Erstgericht hatte bereits für Versicherung geurteilt
Das Erstgericht hatte bereits geurteilt, dass die Belehrung korrekt war und das fristauslösende Ereignis für einen durchschnittlichen Versicherungsnehmer erkennbar sei – nämlich in der Zusendung der Polizze als Annahmeerklärung. Ein Berufungsgericht hatte aber darauf hin dem Verfahren beim OGH stattgegeben, weil es das fristauslösende Ereignis, anders als das Erstgericht, nicht ausreichend klar angegeben sah und eine OGH-Rechtsprechung zur Frage der richtlinienkonformen Interpretation des § 165a VersVG fehle.

Der OGH stellte nun klar: Der österreichische Gesetzestext entsprach der EU-Richtlinie.

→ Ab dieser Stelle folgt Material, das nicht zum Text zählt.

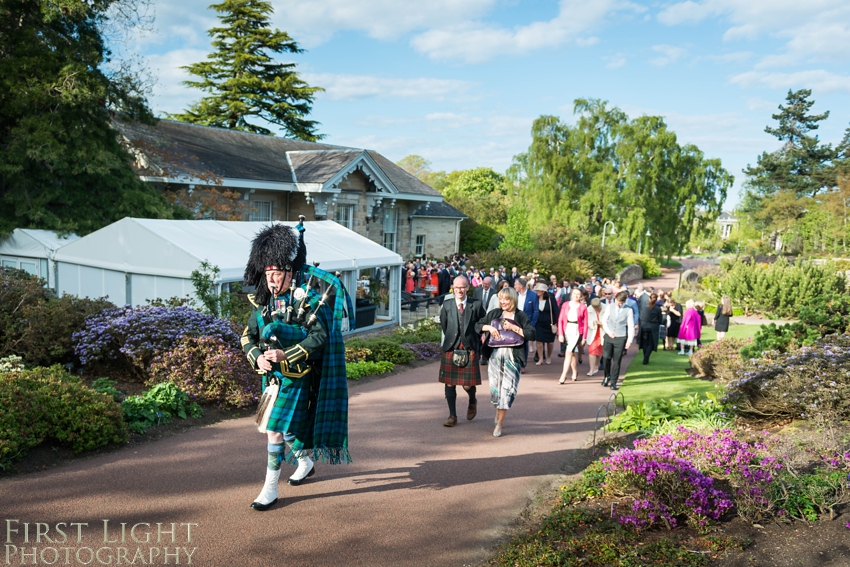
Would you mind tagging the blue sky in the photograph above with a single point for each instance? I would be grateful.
(459, 82)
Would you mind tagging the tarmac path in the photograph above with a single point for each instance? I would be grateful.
(418, 494)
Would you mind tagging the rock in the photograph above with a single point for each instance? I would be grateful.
(630, 273)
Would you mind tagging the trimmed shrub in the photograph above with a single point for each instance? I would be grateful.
(47, 403)
(382, 349)
(651, 269)
(778, 289)
(357, 370)
(720, 360)
(157, 406)
(207, 369)
(811, 383)
(132, 336)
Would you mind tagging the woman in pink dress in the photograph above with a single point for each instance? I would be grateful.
(572, 328)
(690, 330)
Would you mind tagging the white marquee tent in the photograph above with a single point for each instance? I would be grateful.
(135, 260)
(33, 251)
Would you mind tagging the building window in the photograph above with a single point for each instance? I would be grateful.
(345, 216)
(262, 211)
(390, 224)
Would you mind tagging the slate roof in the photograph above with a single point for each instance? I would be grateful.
(438, 210)
(196, 150)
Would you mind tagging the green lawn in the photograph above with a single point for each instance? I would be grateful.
(665, 377)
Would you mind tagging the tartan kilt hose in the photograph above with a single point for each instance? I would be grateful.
(451, 375)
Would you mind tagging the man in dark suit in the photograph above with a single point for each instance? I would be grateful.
(528, 302)
(458, 316)
(484, 292)
(444, 280)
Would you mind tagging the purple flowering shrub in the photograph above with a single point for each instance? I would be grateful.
(132, 336)
(207, 369)
(749, 468)
(720, 360)
(423, 351)
(661, 488)
(812, 383)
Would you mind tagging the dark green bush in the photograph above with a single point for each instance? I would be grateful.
(37, 325)
(810, 383)
(47, 403)
(382, 349)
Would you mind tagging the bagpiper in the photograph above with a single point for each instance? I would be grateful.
(293, 338)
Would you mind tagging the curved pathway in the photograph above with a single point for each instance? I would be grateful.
(418, 493)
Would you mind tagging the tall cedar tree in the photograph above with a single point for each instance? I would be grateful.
(244, 81)
(61, 165)
(802, 166)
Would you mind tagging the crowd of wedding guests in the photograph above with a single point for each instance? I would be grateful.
(505, 321)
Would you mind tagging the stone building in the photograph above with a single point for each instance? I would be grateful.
(280, 179)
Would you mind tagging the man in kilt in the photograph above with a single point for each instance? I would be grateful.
(458, 316)
(301, 356)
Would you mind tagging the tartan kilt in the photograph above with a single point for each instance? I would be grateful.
(451, 375)
(292, 412)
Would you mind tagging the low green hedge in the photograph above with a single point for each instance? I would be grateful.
(356, 370)
(50, 403)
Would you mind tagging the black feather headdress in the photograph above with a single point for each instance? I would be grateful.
(276, 247)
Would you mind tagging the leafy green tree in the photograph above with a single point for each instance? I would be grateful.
(61, 165)
(633, 173)
(518, 230)
(243, 81)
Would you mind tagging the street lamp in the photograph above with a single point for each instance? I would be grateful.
(641, 240)
(604, 226)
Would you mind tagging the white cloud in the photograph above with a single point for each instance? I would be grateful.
(615, 61)
(476, 42)
(819, 80)
(345, 87)
(168, 94)
(669, 54)
(316, 21)
(815, 29)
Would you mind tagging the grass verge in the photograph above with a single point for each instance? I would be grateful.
(666, 377)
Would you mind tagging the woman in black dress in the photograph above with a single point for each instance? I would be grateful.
(722, 316)
(674, 320)
(545, 320)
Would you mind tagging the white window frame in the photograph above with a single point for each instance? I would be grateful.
(344, 216)
(257, 214)
(390, 228)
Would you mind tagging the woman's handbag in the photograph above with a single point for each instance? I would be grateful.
(552, 317)
(460, 357)
(507, 338)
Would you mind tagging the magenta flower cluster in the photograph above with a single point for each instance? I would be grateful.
(748, 467)
(136, 334)
(662, 488)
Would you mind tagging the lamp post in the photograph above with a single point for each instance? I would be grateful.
(641, 240)
(605, 226)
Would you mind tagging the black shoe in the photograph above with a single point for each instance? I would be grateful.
(262, 507)
(297, 482)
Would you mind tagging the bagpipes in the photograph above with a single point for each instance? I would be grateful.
(293, 320)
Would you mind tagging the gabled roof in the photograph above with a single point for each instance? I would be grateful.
(198, 151)
(438, 210)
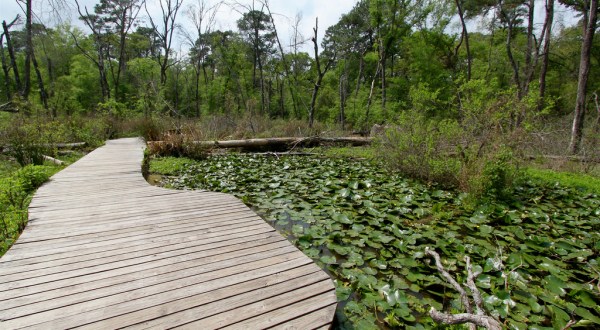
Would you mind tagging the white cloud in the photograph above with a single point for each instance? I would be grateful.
(284, 11)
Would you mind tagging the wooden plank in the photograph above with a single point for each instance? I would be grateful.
(281, 315)
(205, 304)
(319, 319)
(76, 294)
(264, 313)
(106, 269)
(126, 302)
(103, 249)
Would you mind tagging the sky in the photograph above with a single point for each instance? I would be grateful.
(284, 11)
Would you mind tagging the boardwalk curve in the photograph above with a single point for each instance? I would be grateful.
(104, 249)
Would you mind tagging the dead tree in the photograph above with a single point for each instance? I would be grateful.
(584, 71)
(474, 318)
(320, 74)
(169, 9)
(11, 52)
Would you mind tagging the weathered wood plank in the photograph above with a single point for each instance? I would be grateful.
(104, 249)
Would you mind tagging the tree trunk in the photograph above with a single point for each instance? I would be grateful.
(275, 143)
(383, 83)
(320, 75)
(584, 70)
(529, 62)
(546, 52)
(342, 87)
(465, 37)
(43, 95)
(5, 69)
(513, 62)
(370, 99)
(11, 54)
(28, 49)
(197, 93)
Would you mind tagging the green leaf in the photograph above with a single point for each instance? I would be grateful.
(328, 260)
(586, 314)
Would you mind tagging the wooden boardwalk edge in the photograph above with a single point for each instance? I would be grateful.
(104, 249)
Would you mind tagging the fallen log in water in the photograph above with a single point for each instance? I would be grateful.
(275, 143)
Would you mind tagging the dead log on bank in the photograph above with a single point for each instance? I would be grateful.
(275, 143)
(53, 160)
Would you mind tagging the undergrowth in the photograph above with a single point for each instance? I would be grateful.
(16, 191)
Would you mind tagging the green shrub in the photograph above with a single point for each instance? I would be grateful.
(492, 176)
(446, 153)
(420, 148)
(15, 194)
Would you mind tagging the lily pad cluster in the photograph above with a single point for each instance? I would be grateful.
(368, 228)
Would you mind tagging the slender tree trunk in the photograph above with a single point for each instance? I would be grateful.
(546, 52)
(320, 75)
(342, 87)
(597, 124)
(11, 54)
(465, 37)
(5, 69)
(584, 70)
(197, 93)
(263, 104)
(43, 95)
(529, 58)
(28, 49)
(286, 66)
(102, 72)
(513, 62)
(369, 100)
(383, 83)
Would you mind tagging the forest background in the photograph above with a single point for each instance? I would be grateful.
(507, 64)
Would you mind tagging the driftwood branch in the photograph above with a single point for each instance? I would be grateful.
(463, 294)
(275, 142)
(8, 107)
(53, 160)
(479, 318)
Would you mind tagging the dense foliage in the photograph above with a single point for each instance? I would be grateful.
(368, 227)
(16, 190)
(385, 57)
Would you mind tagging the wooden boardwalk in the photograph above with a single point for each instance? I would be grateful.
(104, 249)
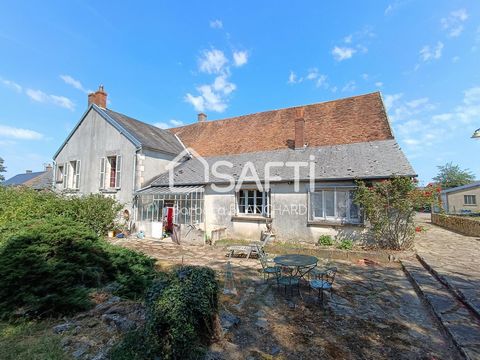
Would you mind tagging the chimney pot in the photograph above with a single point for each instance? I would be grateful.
(202, 117)
(299, 128)
(98, 98)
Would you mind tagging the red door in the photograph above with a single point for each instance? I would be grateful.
(169, 226)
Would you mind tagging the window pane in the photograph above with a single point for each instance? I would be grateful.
(354, 209)
(250, 202)
(342, 197)
(329, 203)
(317, 206)
(259, 203)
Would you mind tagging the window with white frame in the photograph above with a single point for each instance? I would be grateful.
(70, 174)
(110, 172)
(253, 202)
(469, 199)
(59, 173)
(334, 203)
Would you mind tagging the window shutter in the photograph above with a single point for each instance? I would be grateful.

Und nach damals geltendem Recht gab es keine näheren Anforderungen an die Form der Rücktrittserklärung und an die Belehrung über das Rücktrittsrecht. Insbesondere gab es keine Vorgaben, wonach der Versicherungsnehmer vom Vertragsabschluss gesondert schriftlich informiert werden hätte müsste.

"Grundsätzlich formfrei"
"Der Versicherungsvertrag ist grundsätzlich formfrei, er kann auch schlüssig oder mündlich abgeschlossen oder geändert werden", heißt es in dem Spruch. Außerdem komme ein Vertrag – wie Verträge im Allgemeinen – grundsätzlich durch das Anbot und dessen Annahme zustande. Der für den Versicherungsnehmer wahrnehmbare Anknüpfungspunkt für den Zeitpunkt des Vertragsabschlusses sei der Erhalt der Polizze. Für den "durchschnittlichen, redlichen und vernünftigen" Kunden sei damit der Zeitpunkt des Zustandekommens des Vertrags und damit der Beginn der Rücktrittsfrist klar.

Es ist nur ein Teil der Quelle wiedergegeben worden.